[Date Prev][Date Next][Thread Prev][Thread Next][Date Index][Thread Index]
Re: Proposed alternative encoding for stray UTF-8 bytes in strings
From: |
felix . winkelmann |
Subject: |
Re: Proposed alternative encoding for stray UTF-8 bytes in strings |
Date: |
Mon, 27 Nov 2023 13:49:00 +0100 |
> From the unicode-transition page:
>
> The strategy that I favor in the moment is to handle all string data
> > injected into the system transparently, the actual bytes are unchanged and
> > unexpected UTF-8 bytes are decoded and marked as a U+DC80 - U+DCFF (low,
> > trailing) UTF-16 surrogate pair half.
>
>
> The trouble with this is that it means the internal representation is no
> longer valid UTF-8, which may cause problems down the line, since it is
> exposed to anyone dealing with bytevectors.
>
> There is an alternative based on the little-known "noncharacter" range.

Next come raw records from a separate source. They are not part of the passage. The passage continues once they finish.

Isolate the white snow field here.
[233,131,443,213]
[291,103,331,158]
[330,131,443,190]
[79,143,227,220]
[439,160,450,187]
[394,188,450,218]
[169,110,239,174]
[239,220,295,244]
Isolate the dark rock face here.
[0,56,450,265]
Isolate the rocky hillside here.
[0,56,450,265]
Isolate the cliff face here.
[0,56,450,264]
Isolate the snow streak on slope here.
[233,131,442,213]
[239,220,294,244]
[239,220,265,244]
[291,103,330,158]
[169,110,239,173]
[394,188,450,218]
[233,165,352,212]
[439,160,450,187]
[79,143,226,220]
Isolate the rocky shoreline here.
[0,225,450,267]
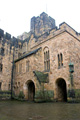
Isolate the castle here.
[0,12,80,101]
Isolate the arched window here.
[58,53,63,68]
[44,48,50,72]
[26,61,30,72]
[0,63,3,72]
[58,54,60,68]
[60,53,63,66]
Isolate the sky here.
[0,0,80,37]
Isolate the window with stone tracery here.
[44,47,50,72]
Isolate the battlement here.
[30,12,56,36]
[0,29,11,40]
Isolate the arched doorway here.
[56,78,67,102]
[27,81,35,101]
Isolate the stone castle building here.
[0,12,80,101]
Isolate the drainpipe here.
[11,46,14,99]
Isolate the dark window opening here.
[0,63,3,72]
[44,51,50,72]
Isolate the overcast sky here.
[0,0,80,37]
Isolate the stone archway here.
[56,78,67,102]
[27,80,35,101]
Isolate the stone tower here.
[31,12,56,36]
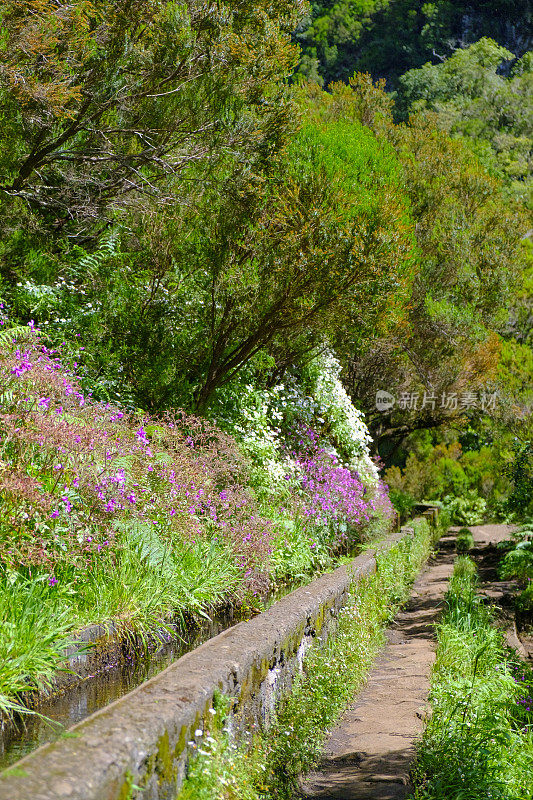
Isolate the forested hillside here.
[0,0,533,724]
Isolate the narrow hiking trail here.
[300,525,524,800]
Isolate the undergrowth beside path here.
[179,521,434,800]
[413,556,533,800]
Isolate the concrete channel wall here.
[0,511,434,800]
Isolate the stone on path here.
[300,537,455,800]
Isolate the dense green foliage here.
[408,557,533,800]
[296,0,531,84]
[396,39,533,202]
[0,0,533,736]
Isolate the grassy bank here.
[413,556,533,800]
[179,521,438,800]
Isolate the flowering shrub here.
[0,318,272,585]
[287,428,392,541]
[214,354,393,575]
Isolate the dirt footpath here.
[301,525,509,800]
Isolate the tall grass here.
[408,557,533,800]
[179,521,432,800]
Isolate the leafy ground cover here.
[414,556,533,800]
[0,316,392,713]
[500,518,533,629]
[179,520,445,800]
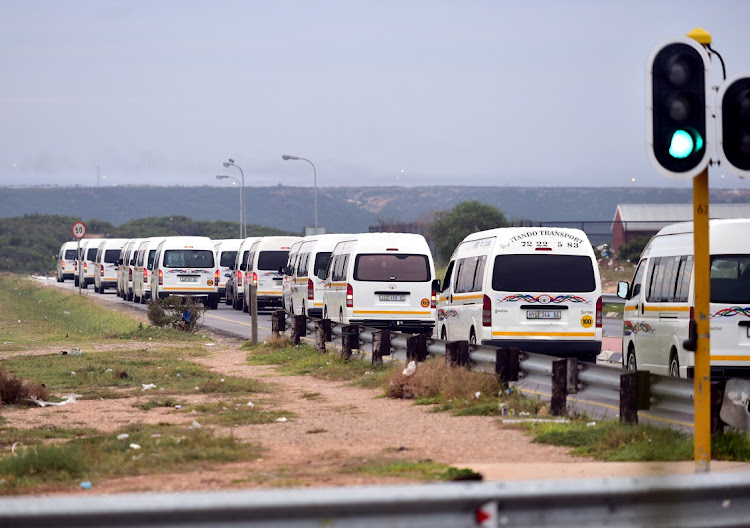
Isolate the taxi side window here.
[440,260,456,293]
[628,260,646,299]
[674,255,693,302]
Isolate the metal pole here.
[310,161,318,231]
[76,238,83,295]
[235,165,247,239]
[693,168,711,473]
[250,284,258,345]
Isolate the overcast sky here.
[0,0,750,189]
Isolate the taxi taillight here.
[482,295,492,326]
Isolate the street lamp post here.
[222,158,247,238]
[281,154,318,235]
[216,174,245,238]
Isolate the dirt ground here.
[0,296,600,493]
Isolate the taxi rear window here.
[492,253,596,293]
[354,253,431,282]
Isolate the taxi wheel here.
[669,350,680,378]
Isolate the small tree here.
[617,235,651,262]
[430,200,509,261]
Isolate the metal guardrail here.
[0,473,750,528]
[288,312,694,420]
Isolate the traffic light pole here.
[693,168,711,473]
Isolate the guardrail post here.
[271,310,286,339]
[620,372,639,424]
[406,334,427,363]
[292,315,307,345]
[372,330,391,365]
[711,381,727,436]
[568,358,578,394]
[550,359,568,416]
[495,347,520,382]
[445,341,469,367]
[315,319,331,354]
[341,325,359,359]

> Despite the name, these really are perfectly valid characters, but Unicode
> guarantees that they will never be assigned to anything in the Real World
> and are reserved for internal use.[1] I propose using them instead of the
> surrogate space. Unfortunately there aren't enough of them to assign one
> to each possible stray byte, but we can assign one to each high and low
> nybble of each stray byte, analogously to the way Planes 1 to 1F are
> handled in UTF-16.
>
> Specifically, given a stray byte whose hex representation is xy, we decode
> it as the UTF-8 equivalent of U+FDDx U+FDEy, which is EF B7 9x EF B7 Ay in
> the internal encoding, which is now valid UTF-8. If any of these
> noncharacters (coming from a UTF-8 or UTF-16 source) is to be decoded, we
> escape it with the UTF-8 representation of U+FFFE, which is EF BF BE, so
> that (say) external U+FDDA is decoded as EF BF BE EF B7 AA. U+FFFE is also
> used to escape itself, so it becomes EF BF BE EF BF BE internally.

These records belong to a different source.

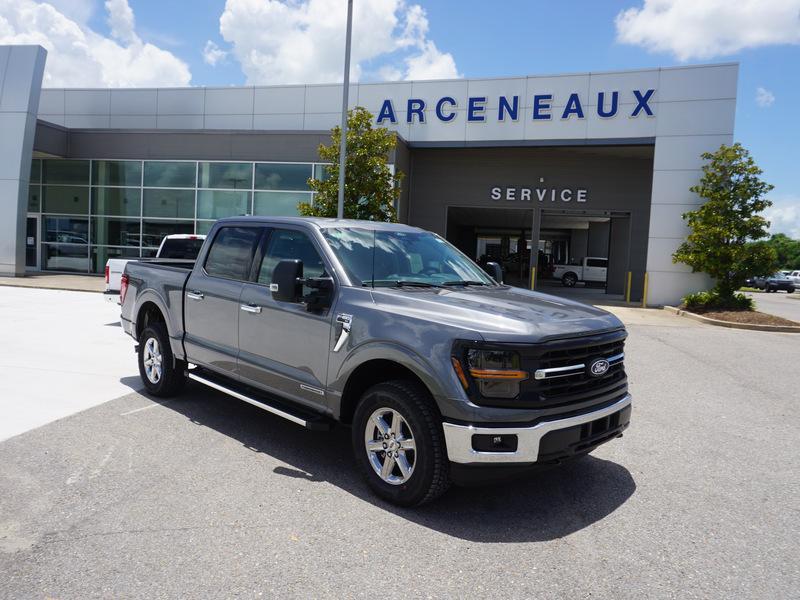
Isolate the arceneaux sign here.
[489,186,589,203]
[376,89,655,124]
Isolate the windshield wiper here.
[361,279,441,287]
[442,279,489,286]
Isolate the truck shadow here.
[156,383,636,543]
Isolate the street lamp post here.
[336,0,353,219]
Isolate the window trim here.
[198,223,266,283]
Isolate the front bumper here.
[442,394,632,465]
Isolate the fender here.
[328,340,466,412]
[132,288,185,359]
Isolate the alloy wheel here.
[364,408,417,485]
[142,338,164,383]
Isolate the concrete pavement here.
[0,295,800,599]
[0,287,141,440]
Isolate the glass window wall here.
[28,158,350,273]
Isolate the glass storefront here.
[28,159,332,273]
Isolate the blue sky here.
[0,0,800,237]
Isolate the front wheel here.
[353,380,449,506]
[139,323,186,397]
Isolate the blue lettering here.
[467,96,486,123]
[597,92,619,117]
[497,96,519,121]
[436,96,456,123]
[533,94,553,121]
[377,100,397,124]
[406,98,425,123]
[561,94,583,119]
[631,90,655,117]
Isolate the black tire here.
[138,323,186,398]
[561,272,578,287]
[352,380,450,506]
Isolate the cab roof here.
[218,216,423,231]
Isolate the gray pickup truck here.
[121,217,631,506]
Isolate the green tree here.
[672,143,775,306]
[298,106,403,221]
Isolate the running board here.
[186,369,331,431]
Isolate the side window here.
[205,227,261,280]
[258,229,325,292]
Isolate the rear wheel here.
[139,323,186,397]
[353,380,449,506]
[561,273,578,287]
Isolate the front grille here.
[533,333,627,406]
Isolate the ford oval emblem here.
[589,358,611,377]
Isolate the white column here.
[0,46,47,276]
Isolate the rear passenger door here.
[184,225,264,378]
[239,227,335,410]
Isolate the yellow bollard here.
[642,273,648,308]
[625,271,631,304]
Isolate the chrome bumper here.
[442,394,632,464]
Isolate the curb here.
[0,282,105,294]
[664,306,800,333]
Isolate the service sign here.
[489,185,589,204]
[376,89,655,125]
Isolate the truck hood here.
[372,286,623,343]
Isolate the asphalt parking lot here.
[747,292,800,323]
[0,290,800,598]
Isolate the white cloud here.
[756,87,775,108]
[0,0,191,87]
[615,0,800,61]
[220,0,459,84]
[764,202,800,240]
[203,40,228,67]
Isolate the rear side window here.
[159,238,203,260]
[205,227,261,280]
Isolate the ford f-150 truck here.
[121,217,631,506]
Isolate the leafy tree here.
[298,106,403,221]
[672,143,775,306]
[766,233,800,270]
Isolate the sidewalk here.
[0,273,106,292]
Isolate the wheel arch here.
[337,357,441,424]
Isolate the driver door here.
[238,228,334,410]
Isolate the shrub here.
[683,290,755,310]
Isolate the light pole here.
[336,0,353,219]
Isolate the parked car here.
[755,271,795,294]
[121,217,631,506]
[105,233,206,294]
[553,256,608,287]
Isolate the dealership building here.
[0,46,738,305]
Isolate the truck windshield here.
[324,227,496,287]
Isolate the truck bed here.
[120,259,195,358]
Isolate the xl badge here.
[589,358,611,377]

This is indeed a clever idea, thanks for pointing this out. I thought about
this and it seems that it might not be necessary to worry about the internal
encoding, as the current approach tries to handle strings received from the
OS in a transparent manner.
There is no translation step, as all strings are by default assumed to be
UTF-8, with the exception of strings read from ports that have an explicit
binary/latin-1 encoding. The U+DCxx only is relevant at the point of decoding,
when we extract characters from the underlying bytevector, it never appears
in the internal representation of a string itself. So, if we receive a
string (say a filename from a directory-read operation), it may or may not
be valid UTF-8, but it will be kept as the same sequence of bytes.

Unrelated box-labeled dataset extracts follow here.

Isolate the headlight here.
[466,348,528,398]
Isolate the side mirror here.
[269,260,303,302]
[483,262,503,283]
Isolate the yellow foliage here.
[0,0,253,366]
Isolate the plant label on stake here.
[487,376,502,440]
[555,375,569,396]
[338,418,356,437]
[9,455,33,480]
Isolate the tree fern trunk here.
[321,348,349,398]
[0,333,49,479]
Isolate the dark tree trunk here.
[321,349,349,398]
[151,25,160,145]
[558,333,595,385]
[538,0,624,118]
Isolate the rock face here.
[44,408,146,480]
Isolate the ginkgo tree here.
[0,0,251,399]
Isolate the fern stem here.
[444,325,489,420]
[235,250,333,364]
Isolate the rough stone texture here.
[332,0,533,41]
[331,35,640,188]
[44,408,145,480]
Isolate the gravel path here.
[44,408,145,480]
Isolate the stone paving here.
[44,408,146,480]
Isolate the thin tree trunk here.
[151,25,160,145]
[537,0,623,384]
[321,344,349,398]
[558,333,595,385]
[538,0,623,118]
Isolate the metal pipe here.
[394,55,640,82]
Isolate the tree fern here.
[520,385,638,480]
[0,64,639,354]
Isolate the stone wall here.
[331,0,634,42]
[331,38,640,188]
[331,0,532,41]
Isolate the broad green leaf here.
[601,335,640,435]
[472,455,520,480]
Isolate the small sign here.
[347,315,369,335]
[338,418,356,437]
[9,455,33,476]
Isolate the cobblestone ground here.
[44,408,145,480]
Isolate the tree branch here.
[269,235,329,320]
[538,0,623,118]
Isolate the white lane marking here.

This also applies to "string->utf8", which just produces a copy of the
internal bytevector, regardless of whether the string contains invalid
sequences or not. R7RS doesn't state (to my knowledge) any requirements
regarding
the result of this procedure. It says "it is an error" for a string to
contain any "forbidden" characters, but, as I understand it, what is or
is not forbidden, is up to the implementation.
This may be insufficient (I'm not a UNICODE-lawyer), but appears to me
compatible to the standard, has a low overhead and has the advantage that we
don't have
to worry about what encoding OS-sources of strings (other than ports) may have.
Perhaps you can clarify what you mean when you say that this can
cause problems when dealing with bytevectors?
cheers,
felix